Mi permetto poi di segnalare l’interessante vicenda attributiva legata ad un quadro della collezione presente a Como come “persona interessata dei fatti”. Si tratta di Testa di maiale su un piatto, anatra, volatili, cavolo e frattaglie, una natura morta del 1766 circa che, proprio in occasione di questo allestimento, è stato presentato da Vanoli per la prima volta con una nuova attribuzione sulla scorta degli studi compiuti dalla sottoscritta in occasione della tesi magistrale Ceruti pittore di natura morta discussa il 7 giugno 2023 nella facoltà di Torino, relatore Professore Alessandro Morandotti.
La scheda della tesi su Ceruti di Claudia Musso e la scheda del catalogo della mostra dello stesso Vanoli ne ripercorrono le oscure vicende: registrata presso Enos Malagutti (pittore grafico e incisore), poi Gilberto Algranti e ancora nella Galleria d’Arte Lorenzelli di Bergamo, l’opera giunge con l’attribuzione a Giacomo Ceruti nella collezione di Giovanni Testori, un’ascrizione ufficializzata in occasione della mostra da lui curata nel 1966 (Giacomo Ceruti, 32 opere inedite) in cui era accostata a Maialino con verza, cipolla e coltello, un’altra sua splendida natura morta giudicata dello stesso autore entrambe unanimemente accettate senza riserva dalla letteratura critica successiva, prima fra tutti Mina Gregori nei suoi fondamentali testi su Ceruti (1982, 1987, 2011). La digitalizzazione recente di una ulteriore parte del materiale della Fototeca della Fondazione Federico Zeri di Bologna ne ha però determinato un inatteso stravolgimento poiché ha riversato nuove preziose informazioni agli studiosi anche relative a queste due opere. Alberto Crispo nel 2021 con un articolo su “Parma per l’Arte” (XXVII, 2021, pp. 301-325) ha segnalato infatti alcuni appunti scritti a mano da Federico Zeri stesso, grande esperto di falsificazioni, sul retro delle fotografie di queste due tele e di una terza accostata ad esse, in cui evidenzia non solo la triplice cancellazione della firma di Michael Hartwagner, un autore tedesco poco noto, ma nel caso della terza tela addirittura una decurtazione della stessa.

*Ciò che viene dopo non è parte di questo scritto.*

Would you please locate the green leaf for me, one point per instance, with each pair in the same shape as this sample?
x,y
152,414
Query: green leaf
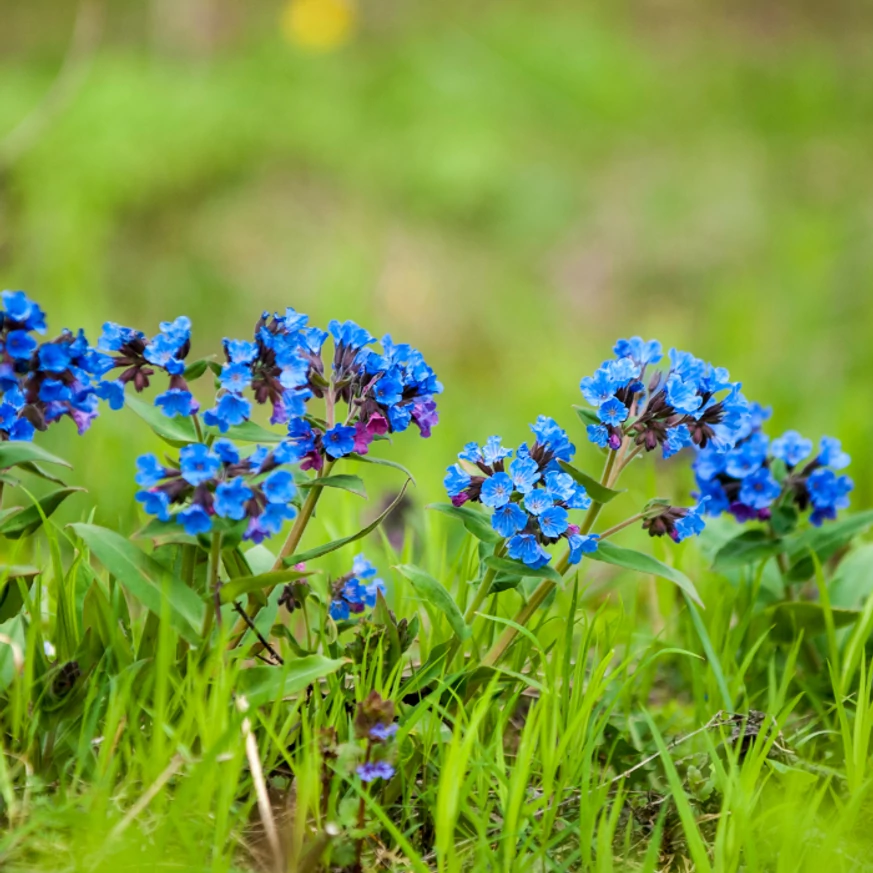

Le comuni vicende collezionistiche fanno ipotizzare quindi una “cerutizzazione” delle tre tele per renderle più appetibili al mercato collezionistico avvenuto probabilmente durante i passaggi di proprietà di non sempre adamantina chiarezza avvenuti in tempi precedenti all’ingresso della tela in oggetto alla raccolta Testori e purtroppo la scomparsa di tutti i personaggi citati, nonostante le approfondite ricerche nei relativi archivi, non ha permesso di individuare tempi e autori del delittuoso intervento.
Resta però una certezza, nonostante tale parola sia azzardata nel camaleontico e imprevedibile mondo dell’arte: per la Testa di maiale su un piatto, anatra, volatili, cavolo e frattaglie decade l’attribuzione al Pitocchetto e (vera o presunta?) si recupera l’identità dell’autore Michael Hartwagner.
Il catalogo, edito da Dario Cimorelli Editore in occasione dell’allestimento, offre la possibilità al pubblico di confrontarsi con la storia collezionistica di Poletti tramite gli interventi effettuati dal curatore Paolo Vanoli e da numerosi studiosi come Alessandro Morandotti, Giuseppe Frangi, Maria Serena Matarrese, mentre la nutrita sezione che accoglie le testimonianze di storici dell’arte, antiquari, amici collezionisti come Maria Teresa Fiorio, Francesco Frangi, Mina Gregori, Vittorio Sgarbi, Nicola Spinosa costituisce un dono di grande valore per assaporare il prezioso ruolo esercitato da Poletti.